Dienstag, 13. Dezember 2016

Erwartungen an das Personalmanagement - 5 (+ 1) Frage/n an Sebastian Hollmann

Über Personaler und das Personalmanagement wird im Moment viel gesprochen - weniger mit den Personalern. Bei diesen Diskussionen geht es um die gegenwärtigen Prozesse und Leistungen aber zunehmend auch um die Perspektive von „HR“ insgesamt. Diese oft mit ungewohnter Schärfe vorgetragenen kontroversen Meinungen sind für mich Anlass, eine Interviewreihe mit Kunden, Partnern und Insidern des Personalmanagements zu starten. Den Auftakt bildet ein Gespräch mit Dr. Sebastian Hollmann, dem ich vornweg herzlich danke und bitte, sich kurz vorzustellen. Daran schließen sich dann meine Fragen an:

Dr. Sebastian Hollmann
Ich bin als Berater, Trainer und Coach für die Themen Führung/Leadership und Kommunikation jährlich bei etwa 25 bis 30 Unternehmen tätig. Das Spektrum meiner Klienten reicht dabei vom Dax-Konzern wie SAP oder Continental bis hin zum kleinen regionalen Mittelständler oder auch „Hidden Champion“. Es begeistert mich dabei, immer wieder mit ganz unterschiedlichen Personen vom Vorstand bis zum Sachbearbeiter zu arbeiten und dabei Menschen und Organisationen nachhaltig zu entwickeln. Zudem bin ich als Dozent für Leadership und Kommunikation im MBA- und Master-Studiengang an der Steinbeis-Hochschule tätig und beschäftige mich in meinem Blog auf www.hrstrategieblog.de sehr intensiv mit den Themen HR, Leadership und New Work.

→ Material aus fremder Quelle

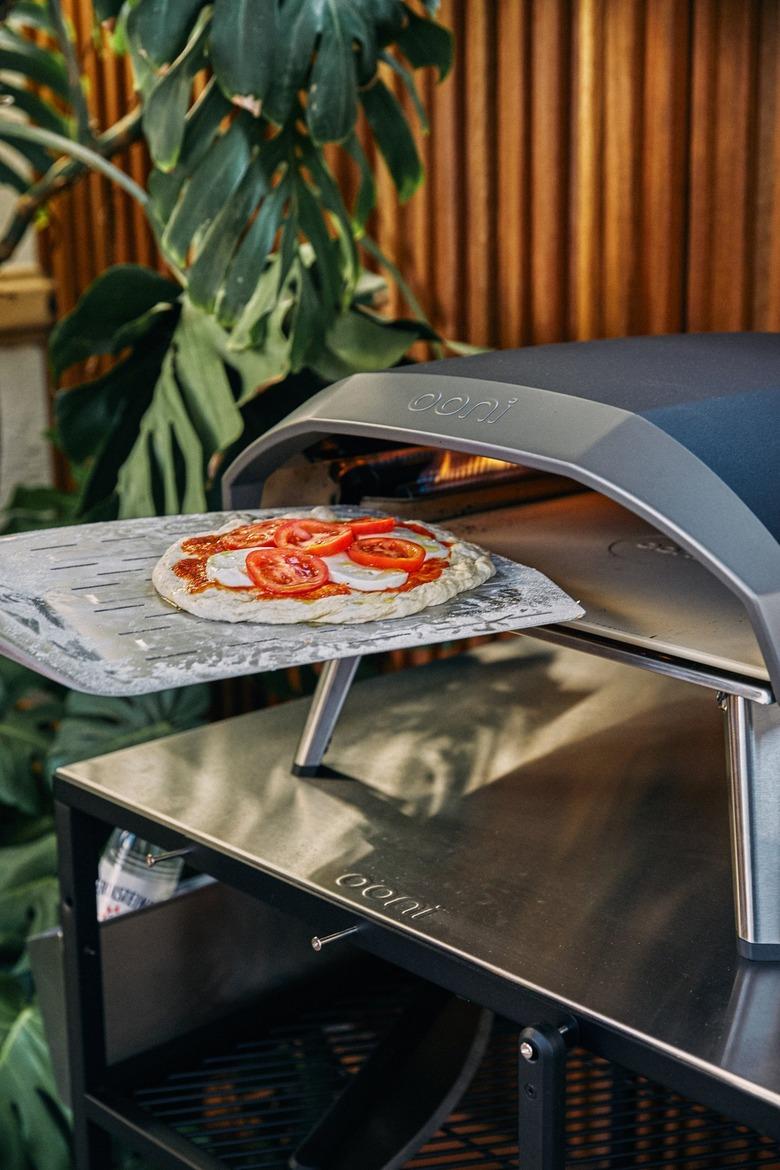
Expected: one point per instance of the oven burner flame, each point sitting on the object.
(454, 467)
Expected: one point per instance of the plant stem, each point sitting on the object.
(77, 98)
(63, 173)
(85, 155)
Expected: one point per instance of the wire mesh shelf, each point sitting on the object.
(252, 1102)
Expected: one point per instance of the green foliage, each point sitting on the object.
(250, 219)
(34, 1126)
(42, 728)
(94, 724)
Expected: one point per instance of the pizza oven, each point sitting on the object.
(640, 474)
(538, 827)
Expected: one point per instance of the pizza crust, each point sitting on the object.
(468, 568)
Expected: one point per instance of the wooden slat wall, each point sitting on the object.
(595, 167)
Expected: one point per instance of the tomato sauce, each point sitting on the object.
(202, 545)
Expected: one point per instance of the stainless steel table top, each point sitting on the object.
(554, 819)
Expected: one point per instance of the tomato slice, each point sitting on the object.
(250, 536)
(387, 552)
(315, 536)
(367, 524)
(285, 570)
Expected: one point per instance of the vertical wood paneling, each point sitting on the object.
(512, 191)
(664, 159)
(594, 167)
(443, 298)
(550, 170)
(765, 307)
(723, 125)
(622, 88)
(586, 256)
(478, 180)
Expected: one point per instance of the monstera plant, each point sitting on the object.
(237, 101)
(261, 298)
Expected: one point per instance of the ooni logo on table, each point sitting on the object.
(388, 897)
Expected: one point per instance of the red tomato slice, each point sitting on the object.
(285, 570)
(315, 536)
(368, 524)
(387, 552)
(250, 536)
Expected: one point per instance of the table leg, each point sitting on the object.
(81, 839)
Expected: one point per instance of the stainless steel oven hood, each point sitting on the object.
(683, 432)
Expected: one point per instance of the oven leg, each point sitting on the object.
(753, 749)
(80, 840)
(542, 1133)
(326, 703)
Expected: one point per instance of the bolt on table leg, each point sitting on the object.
(542, 1105)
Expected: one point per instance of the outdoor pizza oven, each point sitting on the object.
(639, 474)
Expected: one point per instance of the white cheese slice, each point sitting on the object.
(345, 571)
(433, 548)
(229, 568)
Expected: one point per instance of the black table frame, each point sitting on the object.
(84, 820)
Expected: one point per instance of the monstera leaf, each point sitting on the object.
(94, 724)
(34, 1126)
(28, 713)
(240, 171)
(29, 897)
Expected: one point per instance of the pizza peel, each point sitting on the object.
(78, 606)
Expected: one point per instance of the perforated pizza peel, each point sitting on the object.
(78, 606)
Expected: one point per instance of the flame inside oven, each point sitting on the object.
(453, 468)
(414, 472)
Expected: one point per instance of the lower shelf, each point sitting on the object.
(250, 1102)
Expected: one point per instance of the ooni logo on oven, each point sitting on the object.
(460, 406)
(388, 897)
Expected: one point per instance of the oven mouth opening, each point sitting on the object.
(435, 483)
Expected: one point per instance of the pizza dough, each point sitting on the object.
(466, 566)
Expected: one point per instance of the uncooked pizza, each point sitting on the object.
(316, 566)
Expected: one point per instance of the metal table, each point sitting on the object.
(539, 831)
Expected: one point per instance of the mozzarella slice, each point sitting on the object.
(345, 571)
(433, 548)
(229, 568)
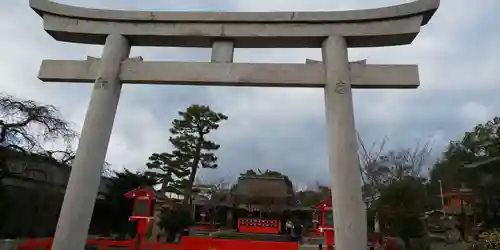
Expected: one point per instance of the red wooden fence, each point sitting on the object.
(102, 244)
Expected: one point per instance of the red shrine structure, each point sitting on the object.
(143, 213)
(325, 222)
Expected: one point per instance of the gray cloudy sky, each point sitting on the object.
(283, 129)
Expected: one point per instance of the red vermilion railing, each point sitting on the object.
(102, 244)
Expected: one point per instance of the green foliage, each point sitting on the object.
(192, 149)
(401, 205)
(487, 241)
(478, 145)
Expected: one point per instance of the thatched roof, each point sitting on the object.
(256, 189)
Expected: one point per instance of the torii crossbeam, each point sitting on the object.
(333, 31)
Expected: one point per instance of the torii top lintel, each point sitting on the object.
(394, 25)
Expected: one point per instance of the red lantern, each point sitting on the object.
(144, 204)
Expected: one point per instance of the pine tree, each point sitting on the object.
(192, 149)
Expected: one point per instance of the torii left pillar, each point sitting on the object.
(83, 184)
(348, 210)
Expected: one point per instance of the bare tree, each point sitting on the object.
(26, 126)
(379, 167)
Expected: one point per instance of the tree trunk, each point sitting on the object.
(188, 191)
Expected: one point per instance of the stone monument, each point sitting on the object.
(332, 31)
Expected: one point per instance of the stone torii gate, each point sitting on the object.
(333, 32)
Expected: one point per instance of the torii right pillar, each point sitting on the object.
(349, 210)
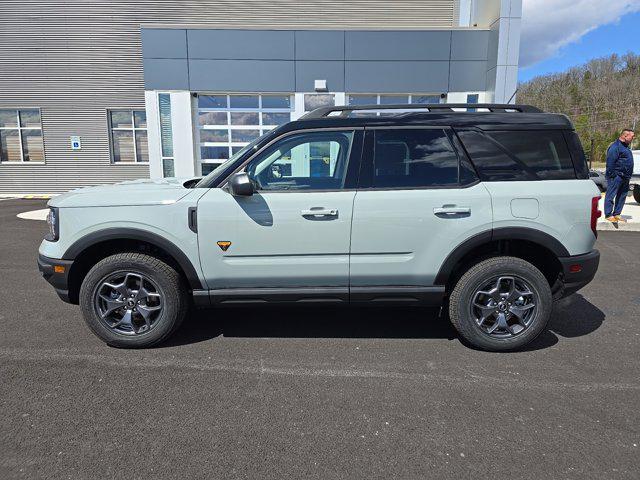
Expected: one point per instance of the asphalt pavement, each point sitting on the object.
(318, 392)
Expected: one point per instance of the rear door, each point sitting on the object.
(418, 199)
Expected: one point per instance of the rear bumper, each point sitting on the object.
(59, 280)
(588, 266)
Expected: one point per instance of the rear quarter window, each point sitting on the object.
(519, 155)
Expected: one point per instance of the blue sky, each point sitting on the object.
(619, 37)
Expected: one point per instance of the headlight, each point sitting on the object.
(53, 221)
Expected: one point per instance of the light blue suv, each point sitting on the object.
(490, 213)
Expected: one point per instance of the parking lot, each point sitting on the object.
(319, 392)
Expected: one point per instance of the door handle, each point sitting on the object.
(452, 211)
(320, 212)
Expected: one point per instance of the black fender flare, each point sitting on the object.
(154, 239)
(506, 233)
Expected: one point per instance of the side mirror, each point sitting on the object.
(240, 185)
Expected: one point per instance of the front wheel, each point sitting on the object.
(133, 300)
(500, 304)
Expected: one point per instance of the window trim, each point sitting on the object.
(133, 129)
(224, 184)
(19, 128)
(368, 159)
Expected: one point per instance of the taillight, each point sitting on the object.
(595, 214)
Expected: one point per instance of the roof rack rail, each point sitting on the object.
(492, 107)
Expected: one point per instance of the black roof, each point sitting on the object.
(490, 117)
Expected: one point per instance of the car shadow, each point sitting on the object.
(572, 317)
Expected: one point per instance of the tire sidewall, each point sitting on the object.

Wald: Vielen Dank für die kurze Vorstellung. Wie ist Ihre Position im Personalmanagement bzw. worin bestehen Ihre konkreten Schnittstellen zum Personalmanagement?
Hollmann: Als Berater, Trainer und Coach arbeite ich entlang des gesamten Prozesses vom Erstkontakt bei der Akquisition bis zur Verstetigung der Projektergebnisse mit Personalabteilungen zusammen. Dabei werden zum einen Projekte an uns herangetragen, die wir dann mit Projekt- oder Linienführungskräften weiter konkretisieren. Zum anderen arbeiten wir eng mit den jeweiligen Personalverantwortlichen zusammen – sei es, um langfristige Entwicklungsprogramme aufzusetzen oder auch „kleinteilig“ ein- bis zweitägigen Seminare oder Workshops abzustimmen.

Wald: Wie schätzen Sie den gegenwärtigen Status bzw. das Standing der Personaler insgesamt ein?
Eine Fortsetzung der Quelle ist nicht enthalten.